Yazar Adı: Judith McNaught
Kitap Adı: Kalbim Sende Kaldı
Özgün Adı:  Double Standards
Seri Sıralaması: *
Yayınevi: Epsilon Yayınevi
Yayın Yılı: 2010
Sayfa Sayısı: 304
Kitaba Puanım: 5/5
Judith McNaught, kendi hakkında söylenen övgü dolu sözleri sonuna kadar hak eden bir yazar. Öyle methiyeler dizmeme de gerek yok bence, çünkü zaten ne denli güçlü bir anlatıma şahsına münhasır bir kaleme sahip olduğu örnek alınarak yazılmasından belli diye düşünüyorum. Zaten sevenleri tarafından defalarca kez okunan kitaplardır, her ne kadar canım Epsilon Yayınevi yazarın telif haklarını elinde bulunduruyor olsa da baskı yenilemesi yapmayıp yeni okuyacak okurları bu kalemden ve tattan mahrum bırakabiliyor.
Taşımı da attığıma göre yoruma devam edebilirim.
Gel gelelim kitaba. Başta her şey gerçek anlamda çok güzeldi. Kızımız iş bulma umuduyla kasıntı akrabalarına gidiyor, iş buluyor ve seviniyor. Çünkü artık evine para yollayabilecek ve babasına yük olmaktan çıkacak. Hayaller böyle, evdeki hesap da böyle, iş çarşıya çıkınca durumun şekil değiştirmesi. Çok detaya girip kitabın tadını kaçıracak değilim. İpucu yok, asla yok 🤣🤣

Lauren ile Nick'in karşılaşmaları, aralarında geçen sohbetler, birbirlerine takılmaları öyle güzeldi kiii nasıl desem.. Hani çok sevdiğiniz bitter çikolatanın ambalajını açıp kokusunu içine çekerek yemeye başlamak vardır ya... Ahaa işte aynen bu kitap onun gibiydi! Ağzınızda bıraktığı tat enfes bir tat.. Keşke erken bitmese, her okuyuşta birkaç sayfa artsa mucize olsa demekten kendinizi alamazsınız. Bir gün gibi kısa bir sürede bitirilebilecek, bittiğinde de neden bitti dedirtebilecek bir kitap, Kalbim Sende Kaldı.
Nick karakteri başlı başına bambaşka bir hikaye. Her insanın yaşadığı hayat kendine göre zordur ve hamur misali insani yoğuran kimi zaman yumuşatıp kimi zaman da kati hale getiren de hayattır. Nick tam manasıyla ikili ilişkilerde pamuk ipliğine bağladığı güveni kaybetmeye yaklaştığında son derece katı bir adam olabiliyor.

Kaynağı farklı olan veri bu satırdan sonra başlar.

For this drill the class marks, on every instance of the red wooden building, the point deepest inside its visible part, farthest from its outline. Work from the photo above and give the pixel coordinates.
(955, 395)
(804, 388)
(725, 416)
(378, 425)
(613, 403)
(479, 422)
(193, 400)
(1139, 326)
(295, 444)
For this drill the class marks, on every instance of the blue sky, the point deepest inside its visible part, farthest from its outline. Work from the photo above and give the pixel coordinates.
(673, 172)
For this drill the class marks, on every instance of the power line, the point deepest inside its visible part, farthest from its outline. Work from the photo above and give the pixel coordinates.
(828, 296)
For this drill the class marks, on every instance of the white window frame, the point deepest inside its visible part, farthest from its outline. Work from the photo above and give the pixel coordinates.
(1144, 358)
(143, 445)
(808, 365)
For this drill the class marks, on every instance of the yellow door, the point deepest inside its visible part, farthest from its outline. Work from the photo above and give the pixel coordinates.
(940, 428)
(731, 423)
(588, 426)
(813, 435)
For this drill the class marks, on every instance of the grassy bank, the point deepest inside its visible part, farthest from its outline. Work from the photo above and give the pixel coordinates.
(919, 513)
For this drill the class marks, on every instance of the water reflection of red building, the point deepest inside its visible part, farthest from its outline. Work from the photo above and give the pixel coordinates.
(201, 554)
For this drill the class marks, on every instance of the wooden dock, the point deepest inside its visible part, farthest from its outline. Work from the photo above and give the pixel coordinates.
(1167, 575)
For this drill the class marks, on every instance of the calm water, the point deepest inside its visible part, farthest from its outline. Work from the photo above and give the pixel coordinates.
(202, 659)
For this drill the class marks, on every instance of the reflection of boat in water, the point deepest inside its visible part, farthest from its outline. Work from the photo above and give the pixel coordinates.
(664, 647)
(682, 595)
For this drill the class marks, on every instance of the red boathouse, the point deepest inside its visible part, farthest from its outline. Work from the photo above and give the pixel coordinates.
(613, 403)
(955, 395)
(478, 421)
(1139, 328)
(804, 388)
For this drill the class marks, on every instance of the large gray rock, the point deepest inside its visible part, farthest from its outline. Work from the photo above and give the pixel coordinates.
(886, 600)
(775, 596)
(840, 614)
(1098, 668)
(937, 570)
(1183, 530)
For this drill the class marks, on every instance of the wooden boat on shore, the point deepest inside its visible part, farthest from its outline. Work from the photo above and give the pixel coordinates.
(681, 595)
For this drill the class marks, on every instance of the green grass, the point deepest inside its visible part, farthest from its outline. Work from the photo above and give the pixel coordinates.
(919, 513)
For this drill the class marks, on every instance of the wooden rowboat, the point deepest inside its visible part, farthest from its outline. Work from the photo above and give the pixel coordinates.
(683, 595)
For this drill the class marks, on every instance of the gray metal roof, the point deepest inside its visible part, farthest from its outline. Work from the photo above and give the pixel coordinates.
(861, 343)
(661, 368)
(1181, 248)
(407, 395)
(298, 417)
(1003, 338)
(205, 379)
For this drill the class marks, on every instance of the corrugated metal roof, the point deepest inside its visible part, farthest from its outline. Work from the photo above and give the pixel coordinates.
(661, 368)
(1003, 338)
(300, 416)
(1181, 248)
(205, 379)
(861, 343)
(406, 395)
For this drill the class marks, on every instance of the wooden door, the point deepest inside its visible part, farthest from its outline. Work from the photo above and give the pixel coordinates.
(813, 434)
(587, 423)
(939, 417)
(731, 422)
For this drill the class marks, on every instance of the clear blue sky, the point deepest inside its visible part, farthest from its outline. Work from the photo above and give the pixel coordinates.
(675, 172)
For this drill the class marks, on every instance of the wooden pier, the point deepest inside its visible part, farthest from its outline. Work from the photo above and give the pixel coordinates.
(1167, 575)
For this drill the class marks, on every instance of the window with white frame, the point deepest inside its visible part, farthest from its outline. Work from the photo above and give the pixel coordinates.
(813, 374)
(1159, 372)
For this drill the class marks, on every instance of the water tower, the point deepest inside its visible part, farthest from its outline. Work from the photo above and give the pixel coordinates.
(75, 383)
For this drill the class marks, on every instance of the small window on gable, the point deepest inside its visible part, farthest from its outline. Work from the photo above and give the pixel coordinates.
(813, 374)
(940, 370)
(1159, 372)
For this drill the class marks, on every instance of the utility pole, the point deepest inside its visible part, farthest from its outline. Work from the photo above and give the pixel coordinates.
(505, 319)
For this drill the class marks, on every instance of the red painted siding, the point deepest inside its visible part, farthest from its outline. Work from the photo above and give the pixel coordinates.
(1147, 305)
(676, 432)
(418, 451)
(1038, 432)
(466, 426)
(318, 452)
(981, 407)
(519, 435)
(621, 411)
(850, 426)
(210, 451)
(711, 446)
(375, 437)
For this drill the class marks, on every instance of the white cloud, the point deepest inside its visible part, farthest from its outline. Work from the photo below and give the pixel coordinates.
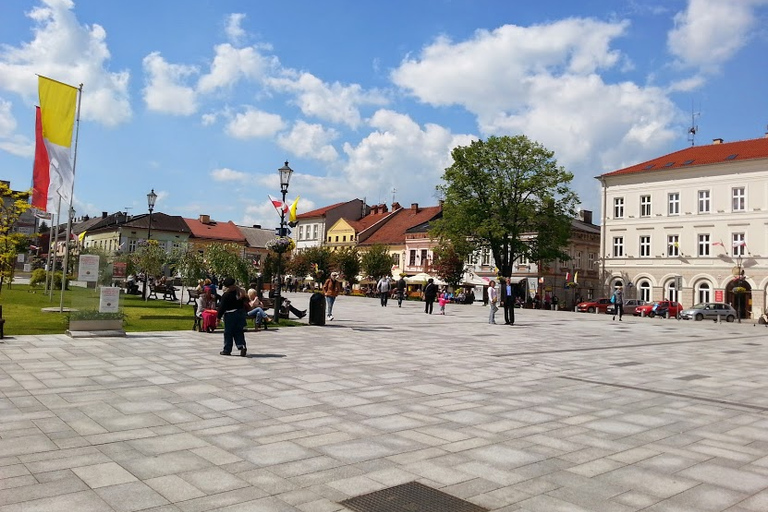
(230, 64)
(400, 152)
(311, 141)
(70, 52)
(234, 30)
(225, 174)
(165, 90)
(254, 123)
(709, 32)
(334, 102)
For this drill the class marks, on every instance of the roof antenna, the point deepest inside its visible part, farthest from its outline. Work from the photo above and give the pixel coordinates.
(694, 127)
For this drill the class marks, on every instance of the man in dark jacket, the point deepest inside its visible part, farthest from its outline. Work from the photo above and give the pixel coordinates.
(430, 294)
(507, 294)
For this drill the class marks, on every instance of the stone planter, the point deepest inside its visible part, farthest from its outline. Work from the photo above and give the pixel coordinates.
(80, 328)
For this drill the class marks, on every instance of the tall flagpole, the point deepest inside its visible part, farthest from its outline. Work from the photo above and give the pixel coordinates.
(71, 200)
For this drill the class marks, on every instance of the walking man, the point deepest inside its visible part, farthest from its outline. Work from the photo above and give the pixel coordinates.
(618, 302)
(508, 301)
(400, 291)
(383, 288)
(492, 298)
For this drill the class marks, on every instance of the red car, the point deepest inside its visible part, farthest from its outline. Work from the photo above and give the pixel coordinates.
(590, 306)
(665, 308)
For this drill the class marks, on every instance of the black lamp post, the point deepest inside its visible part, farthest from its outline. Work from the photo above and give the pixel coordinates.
(285, 179)
(151, 198)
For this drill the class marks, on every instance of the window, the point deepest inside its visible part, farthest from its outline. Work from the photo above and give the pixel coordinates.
(739, 244)
(673, 245)
(645, 246)
(618, 207)
(739, 202)
(703, 201)
(703, 292)
(485, 257)
(704, 245)
(618, 246)
(645, 290)
(645, 206)
(674, 203)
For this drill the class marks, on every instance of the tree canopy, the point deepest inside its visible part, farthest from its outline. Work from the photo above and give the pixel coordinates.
(498, 190)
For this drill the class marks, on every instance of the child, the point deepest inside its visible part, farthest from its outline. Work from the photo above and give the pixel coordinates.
(442, 300)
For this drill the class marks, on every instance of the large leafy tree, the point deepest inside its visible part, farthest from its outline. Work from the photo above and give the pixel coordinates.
(447, 263)
(500, 189)
(377, 261)
(347, 260)
(12, 205)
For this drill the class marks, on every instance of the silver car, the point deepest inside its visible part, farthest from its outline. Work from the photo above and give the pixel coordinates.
(710, 311)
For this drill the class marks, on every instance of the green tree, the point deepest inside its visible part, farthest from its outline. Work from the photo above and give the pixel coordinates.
(12, 205)
(447, 263)
(347, 261)
(377, 261)
(226, 260)
(498, 190)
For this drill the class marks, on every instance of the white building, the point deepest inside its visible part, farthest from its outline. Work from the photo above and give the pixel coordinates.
(700, 215)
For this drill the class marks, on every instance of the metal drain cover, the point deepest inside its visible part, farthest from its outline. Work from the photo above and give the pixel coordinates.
(410, 497)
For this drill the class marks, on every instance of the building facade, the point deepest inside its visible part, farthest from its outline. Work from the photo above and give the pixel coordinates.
(690, 226)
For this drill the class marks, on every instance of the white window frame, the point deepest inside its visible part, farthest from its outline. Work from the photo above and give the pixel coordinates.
(704, 245)
(618, 246)
(645, 246)
(705, 201)
(739, 199)
(673, 203)
(673, 246)
(645, 206)
(618, 207)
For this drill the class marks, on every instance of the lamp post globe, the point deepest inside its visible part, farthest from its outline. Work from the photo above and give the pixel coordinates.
(285, 179)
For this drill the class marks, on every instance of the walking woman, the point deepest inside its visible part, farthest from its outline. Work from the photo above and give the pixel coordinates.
(232, 309)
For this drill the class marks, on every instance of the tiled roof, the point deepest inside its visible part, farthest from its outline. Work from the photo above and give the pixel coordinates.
(701, 155)
(215, 230)
(393, 232)
(320, 211)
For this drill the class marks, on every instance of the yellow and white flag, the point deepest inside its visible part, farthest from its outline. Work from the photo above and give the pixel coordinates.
(58, 103)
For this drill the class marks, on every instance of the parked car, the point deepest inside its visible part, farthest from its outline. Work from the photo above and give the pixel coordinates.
(710, 311)
(590, 306)
(664, 308)
(629, 305)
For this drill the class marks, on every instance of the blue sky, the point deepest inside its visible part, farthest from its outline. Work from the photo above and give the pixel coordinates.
(203, 101)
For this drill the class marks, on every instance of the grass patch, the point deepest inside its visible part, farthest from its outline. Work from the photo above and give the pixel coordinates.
(22, 307)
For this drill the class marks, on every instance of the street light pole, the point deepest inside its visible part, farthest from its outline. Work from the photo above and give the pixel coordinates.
(285, 178)
(151, 198)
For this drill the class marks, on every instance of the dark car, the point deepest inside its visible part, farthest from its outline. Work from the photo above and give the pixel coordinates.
(590, 306)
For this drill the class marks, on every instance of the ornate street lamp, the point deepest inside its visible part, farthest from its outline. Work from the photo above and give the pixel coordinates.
(151, 198)
(285, 179)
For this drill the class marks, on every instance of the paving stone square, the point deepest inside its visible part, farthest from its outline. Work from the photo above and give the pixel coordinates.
(562, 411)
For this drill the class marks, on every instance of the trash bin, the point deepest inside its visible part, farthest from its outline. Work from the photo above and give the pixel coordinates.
(317, 309)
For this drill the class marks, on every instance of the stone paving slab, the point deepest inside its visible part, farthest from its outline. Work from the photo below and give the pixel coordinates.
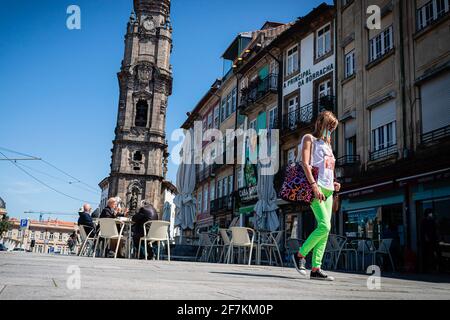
(26, 276)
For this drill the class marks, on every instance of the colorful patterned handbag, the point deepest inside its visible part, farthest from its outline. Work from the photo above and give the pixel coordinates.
(296, 187)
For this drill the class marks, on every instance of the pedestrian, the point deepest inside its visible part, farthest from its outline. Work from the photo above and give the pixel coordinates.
(315, 150)
(85, 219)
(430, 241)
(72, 242)
(112, 211)
(145, 214)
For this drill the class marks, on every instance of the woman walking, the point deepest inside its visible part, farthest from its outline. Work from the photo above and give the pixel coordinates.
(315, 151)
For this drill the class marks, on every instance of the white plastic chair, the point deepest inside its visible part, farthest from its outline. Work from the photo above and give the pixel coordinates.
(85, 238)
(225, 242)
(384, 249)
(158, 231)
(270, 244)
(108, 231)
(240, 238)
(339, 243)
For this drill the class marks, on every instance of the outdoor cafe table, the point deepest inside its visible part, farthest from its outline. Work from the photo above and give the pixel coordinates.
(128, 224)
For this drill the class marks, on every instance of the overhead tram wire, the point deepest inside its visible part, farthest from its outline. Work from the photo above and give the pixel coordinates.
(59, 179)
(45, 184)
(76, 180)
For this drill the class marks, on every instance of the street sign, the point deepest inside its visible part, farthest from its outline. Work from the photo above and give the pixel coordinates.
(23, 223)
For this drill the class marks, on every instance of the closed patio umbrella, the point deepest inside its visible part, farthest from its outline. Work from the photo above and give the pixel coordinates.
(266, 207)
(167, 211)
(184, 201)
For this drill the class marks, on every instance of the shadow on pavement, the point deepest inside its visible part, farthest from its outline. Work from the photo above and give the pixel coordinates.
(254, 275)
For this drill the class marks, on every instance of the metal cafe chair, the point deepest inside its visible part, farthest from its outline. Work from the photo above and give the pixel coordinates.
(158, 231)
(224, 243)
(384, 248)
(87, 240)
(240, 239)
(270, 243)
(207, 243)
(108, 231)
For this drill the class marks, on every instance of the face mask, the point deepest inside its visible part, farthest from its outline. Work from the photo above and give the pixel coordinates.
(326, 134)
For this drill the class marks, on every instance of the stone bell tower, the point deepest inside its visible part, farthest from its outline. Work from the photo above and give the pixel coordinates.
(139, 154)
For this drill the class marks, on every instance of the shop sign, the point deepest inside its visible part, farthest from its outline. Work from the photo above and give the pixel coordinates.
(306, 77)
(248, 194)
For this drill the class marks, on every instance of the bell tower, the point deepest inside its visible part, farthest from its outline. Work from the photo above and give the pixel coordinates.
(139, 153)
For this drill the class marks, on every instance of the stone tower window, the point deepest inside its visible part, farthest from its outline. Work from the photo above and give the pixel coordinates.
(137, 156)
(141, 114)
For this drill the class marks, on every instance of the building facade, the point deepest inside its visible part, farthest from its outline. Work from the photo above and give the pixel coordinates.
(393, 104)
(389, 87)
(41, 236)
(139, 154)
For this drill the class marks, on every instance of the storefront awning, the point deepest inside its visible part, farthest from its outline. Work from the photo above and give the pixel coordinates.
(247, 210)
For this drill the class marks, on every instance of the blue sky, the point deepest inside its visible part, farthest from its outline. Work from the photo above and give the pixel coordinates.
(59, 90)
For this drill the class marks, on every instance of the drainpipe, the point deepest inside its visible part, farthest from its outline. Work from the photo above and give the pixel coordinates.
(405, 152)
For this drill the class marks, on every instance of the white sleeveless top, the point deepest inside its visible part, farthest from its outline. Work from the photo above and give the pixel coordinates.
(323, 158)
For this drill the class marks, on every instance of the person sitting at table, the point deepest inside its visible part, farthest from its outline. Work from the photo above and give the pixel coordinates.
(145, 214)
(85, 219)
(112, 212)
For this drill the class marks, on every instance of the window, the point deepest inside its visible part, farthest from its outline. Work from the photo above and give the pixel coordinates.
(324, 89)
(292, 61)
(383, 119)
(225, 186)
(324, 41)
(229, 104)
(350, 146)
(430, 12)
(350, 64)
(292, 111)
(291, 156)
(205, 198)
(141, 114)
(233, 100)
(381, 44)
(199, 201)
(224, 109)
(230, 183)
(216, 117)
(137, 156)
(240, 172)
(204, 124)
(210, 115)
(435, 98)
(273, 116)
(212, 192)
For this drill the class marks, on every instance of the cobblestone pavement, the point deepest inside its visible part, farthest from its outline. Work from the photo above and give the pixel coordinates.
(33, 276)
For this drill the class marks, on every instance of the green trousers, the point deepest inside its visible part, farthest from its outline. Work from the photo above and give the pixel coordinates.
(317, 241)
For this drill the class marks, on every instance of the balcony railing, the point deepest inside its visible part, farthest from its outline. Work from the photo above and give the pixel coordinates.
(384, 153)
(257, 90)
(436, 135)
(221, 204)
(307, 114)
(206, 173)
(348, 160)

Ki haklı sebepleri de yok değil. Düşünün, babanızı kaybetmişsiniz üzerine de anneniz sizi terk etmiş, hayat zaten zor güvenin kırıntısı yok, kendinizi korumaya alıyorsunuz ve zor zar bağ kurup güvenecekken tersi durumla karşılaşıyorsunuz. Katı olmayacaksınız de ne olacak, nasıl ayakta kalacaksınız ki, değil mi ama...
Bir de her okuduğum kitapta ille de kitap içindeki ailelere değinmekteyim ya, bu kitapta da bir kere daha değinmek isterim. Ailenin önemi bambaşka bir olgu. Her şeyin başlangıcı aile, her duyguyu ilk olarak ailede öğrenir insan. Eğer ki o kadın bırakıp gitmeseydi, terk etmemiş olsaydı, Nick duygusuz bir adam olmazdı. Tabi her olumsuzluğu kendi hayatımızda olumlu hâle getirmek, kendi elimizde. Nick de öyle yaptı. Annesinin ardından güçlü olmak için çok çalışıp  başarılı bir iş adamı oldu. Onca çektiklerine rağmen kendinden emin, ayakları yere sağlam basan bir adam haline geldi.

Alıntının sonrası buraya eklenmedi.